Nossa a cozinha era muito importante para as crianças, a gente queria muito que eles
tivessem acesso. Mas da maneira como está, não dá. O acesso é difícil (ADULTO 01).
A cozinha é algo legal, tem voluntário que vem e ensina a fazer bolacha e pizza. Eles
adoram! Mas nossa cozinha é de difícil acesso porque precisa entrar pelos outros
ambientes de serviço. Se não fosse por isso, era importante que os mais velhos [internos]
tivessem acesso (ADULTO 02).
Nossa que legal seria fazer eles ajudarem e principalmente aprenderem. Muitos aqui
ficam adultos muito jovens, perdem o entendimento das coisas de brincar, e a cozinha
acaba sendo vista apenas como um lugar de trabalho. Eles não entendem como esse
espaço é um espaço de família, onde se compartilha (ADULTO 03).

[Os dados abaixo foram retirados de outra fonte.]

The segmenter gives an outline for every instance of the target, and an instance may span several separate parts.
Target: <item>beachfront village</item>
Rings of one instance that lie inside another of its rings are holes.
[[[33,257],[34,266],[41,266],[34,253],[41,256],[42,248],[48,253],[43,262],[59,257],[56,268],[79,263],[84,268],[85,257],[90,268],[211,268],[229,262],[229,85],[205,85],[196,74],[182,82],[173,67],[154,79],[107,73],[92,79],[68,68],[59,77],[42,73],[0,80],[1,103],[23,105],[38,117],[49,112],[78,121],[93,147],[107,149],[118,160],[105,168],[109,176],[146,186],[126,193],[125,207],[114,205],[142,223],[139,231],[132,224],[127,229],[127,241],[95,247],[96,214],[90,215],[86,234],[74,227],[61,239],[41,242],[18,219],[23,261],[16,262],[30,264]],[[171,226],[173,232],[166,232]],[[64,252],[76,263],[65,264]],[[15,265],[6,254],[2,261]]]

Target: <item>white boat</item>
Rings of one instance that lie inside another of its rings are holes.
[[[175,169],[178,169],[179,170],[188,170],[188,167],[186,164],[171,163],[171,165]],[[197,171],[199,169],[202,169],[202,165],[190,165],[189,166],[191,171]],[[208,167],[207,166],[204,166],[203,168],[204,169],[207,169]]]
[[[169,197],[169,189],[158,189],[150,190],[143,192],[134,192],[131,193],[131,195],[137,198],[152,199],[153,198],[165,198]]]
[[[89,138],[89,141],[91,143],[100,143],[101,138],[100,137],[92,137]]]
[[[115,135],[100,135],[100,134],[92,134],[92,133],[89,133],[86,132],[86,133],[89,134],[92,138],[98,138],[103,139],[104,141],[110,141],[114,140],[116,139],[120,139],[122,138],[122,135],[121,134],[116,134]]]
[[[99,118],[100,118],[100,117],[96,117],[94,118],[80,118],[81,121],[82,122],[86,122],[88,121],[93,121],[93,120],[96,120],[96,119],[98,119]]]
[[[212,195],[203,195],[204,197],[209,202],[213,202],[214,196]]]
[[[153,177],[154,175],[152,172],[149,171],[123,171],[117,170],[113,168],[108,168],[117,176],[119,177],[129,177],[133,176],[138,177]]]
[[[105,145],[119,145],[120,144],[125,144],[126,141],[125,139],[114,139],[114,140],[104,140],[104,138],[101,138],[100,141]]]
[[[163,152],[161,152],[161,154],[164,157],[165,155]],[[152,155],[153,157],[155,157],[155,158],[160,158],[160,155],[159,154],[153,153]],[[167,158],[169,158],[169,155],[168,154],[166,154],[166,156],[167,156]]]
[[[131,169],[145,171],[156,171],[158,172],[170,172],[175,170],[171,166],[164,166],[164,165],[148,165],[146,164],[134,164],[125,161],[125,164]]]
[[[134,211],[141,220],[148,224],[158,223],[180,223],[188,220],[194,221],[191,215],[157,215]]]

Seria maravilhoso ver eles usarem o espaço em segurança. A tia da cozinha podia até
ensinar e talvez para alguns deles virassem uma profissão também (ADULTO 04).
O ato de compartilhar na cozinha talvez seja a coisa que mais precisamos melhorar para
nos aproximarmos do que se faz numa casa. É claro que a gente sabe que nem todas as
famílias ficam juntas a mesa ou na cozinha, mas em nossa região isso ainda é muito forte
e pelo menos em alguns dias especiais isso sempre acontece. E isso é uma memória bem
positiva que não conseguimos passar por completo (ADULTO 05).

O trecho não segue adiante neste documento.